ThePakistanTime

India warns of growth risks from Iran war as energy costs rise

2026-03-28 - 15:00

India faces downside risks to its growth forecast of 7.0% to 7.4% for the next ​fiscal year starting April 1, due to higher ‌energy costs and supply disruptions stemming from the Middle East conflict, according to its monthly economic report released on Saturday. The conflict, ​which began a month ago after the U.S. ​and Israel attacked Iran, has disrupted a key ⁠shipping route through which 20% of the world’s oil ​passes, pushing up energy and freight costs and straining supply ​chains. This is raising concerns over inflation and growth in India, the government review said. High-frequency data for April, and possibly May, should ​provide a clearer picture of growth prospects for the ​new financial year, India’s chief economic adviser V Anantha Nageswaran wrote in ‌the ⁠report.

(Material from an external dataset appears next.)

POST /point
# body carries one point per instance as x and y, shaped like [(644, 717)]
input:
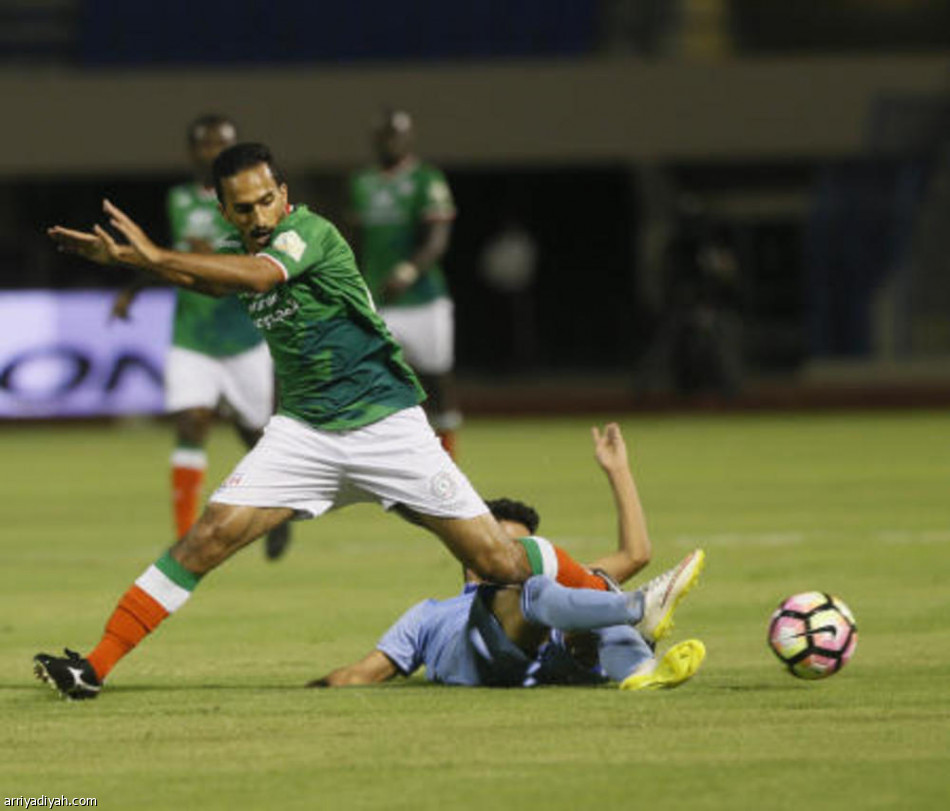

He said the current account deficit, which has already widened to 1.3% of GDP in the Oct-Dec quarter of the current fiscal year, will significantly worsen the ​next fiscal year. India ​will need ⁠to provide immediate, targeted relief to the most affected and vulnerable businesses and households, ​the report said. Domestic demand has remained relatively stable ​so ⁠far, but risks to growth are rising, particularly in sectors reliant on imported inputs. The Indian rupee weakened to about ⁠95 ​to the U.S. dollar in March ​amid capital outflows and higher import costs linked to the energy shock.